Here in the UK, things are a bit different. Many of the veterans from the global justice and climate movement have participated in the student, anticuts and occupy movements, but we have not seen their participation translate into action on climate change. After years of denouncing capitalism through environmental action, we were presented with a new political climate where we no longer needed to explain that the economic status quo is unsustainable. All of a sudden, anti-capitalism wasn't as radical as it had been at the past, and it made (and still makes) sense to take a more direct approach in targeting the power structures that support capitalism. Viewing climate change as a product of capitalism meant that it was OK to put climate on the back burner for a while and try something new.

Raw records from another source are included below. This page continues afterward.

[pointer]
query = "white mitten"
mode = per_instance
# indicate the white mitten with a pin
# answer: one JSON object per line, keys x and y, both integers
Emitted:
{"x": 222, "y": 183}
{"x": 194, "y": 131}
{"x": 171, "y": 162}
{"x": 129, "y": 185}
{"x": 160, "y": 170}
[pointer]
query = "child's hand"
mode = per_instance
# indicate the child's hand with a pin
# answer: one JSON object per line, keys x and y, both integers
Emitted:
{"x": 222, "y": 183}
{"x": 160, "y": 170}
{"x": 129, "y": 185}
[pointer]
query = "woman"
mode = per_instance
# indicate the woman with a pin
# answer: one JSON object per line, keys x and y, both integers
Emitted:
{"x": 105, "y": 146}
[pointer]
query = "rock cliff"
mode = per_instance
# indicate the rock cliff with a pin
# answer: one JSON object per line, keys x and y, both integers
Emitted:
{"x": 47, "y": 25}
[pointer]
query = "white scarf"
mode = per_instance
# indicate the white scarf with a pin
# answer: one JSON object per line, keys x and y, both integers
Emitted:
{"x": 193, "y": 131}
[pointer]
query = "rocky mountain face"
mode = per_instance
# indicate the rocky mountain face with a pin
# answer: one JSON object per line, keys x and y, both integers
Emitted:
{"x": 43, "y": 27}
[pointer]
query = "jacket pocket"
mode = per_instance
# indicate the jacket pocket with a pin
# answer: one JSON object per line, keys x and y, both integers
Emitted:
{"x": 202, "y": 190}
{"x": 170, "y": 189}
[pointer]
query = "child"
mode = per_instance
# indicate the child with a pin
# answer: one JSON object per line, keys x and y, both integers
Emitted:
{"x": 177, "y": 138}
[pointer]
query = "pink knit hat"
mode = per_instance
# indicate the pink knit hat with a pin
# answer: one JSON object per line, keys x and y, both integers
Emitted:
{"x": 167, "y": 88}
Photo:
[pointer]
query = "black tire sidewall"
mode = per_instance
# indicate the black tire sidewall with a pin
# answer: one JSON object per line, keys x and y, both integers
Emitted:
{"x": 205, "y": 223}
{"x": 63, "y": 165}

Having said all this, I don't want to imply that the veterans of the climate movement were directing the evolution of the anticuts movement. In reality, the new generation of activists has little interest in climate justice at all. Yes, there's acknowledgement that climate change is happening and something needs to be done by it, but by somebody else. Meanwhile, if you type #cop17 into twitter right now, the results are often separated by hours, not seconds (as it was during the Copenhagen summit in 2009). I bet many people reading this don't even know that there's an important UN climate summit going on in South Africa.

And here's the danger in this lack of interest: we forget that in this country, the working class is still far better off than their counterparts in the Global South, especially those in countries like Bangladesh and the Philippines, which are highly vulnerable to climate change and likely to produce millions of refugees in the coming years. And if you're just solely focused on "workers' rights" - as important as they are - you risk overlooking that the industries that workers earn their livelihoods from can have a very damaging effect on vulnerable people. A good example of this would be to look at the thousands of white Canadians who have migrated to work for the oil industry in Alberta and compare their experience to that of the First Nations people who are adversely affected by it. Like the anti-MTR movement in Appalachia has done, we need to look at both and to try and create a more just society by bringing the two into harmony. Surely it isn't too much to ask for a world where people can support their families in a way that sustains the health of the people on this planet and the creatures living on it (if we are the 99%, what are they?).

There's more to "solidarity" than liking a link on somebody's Facebook wall or spending a few hours writing a blog post to try and enforce your views on others (guilty!!). Workers' rights are important (I'm consistently impressed by the London Living Wage campaign), but then again, so is the planet. It is possible to become an advocate for both.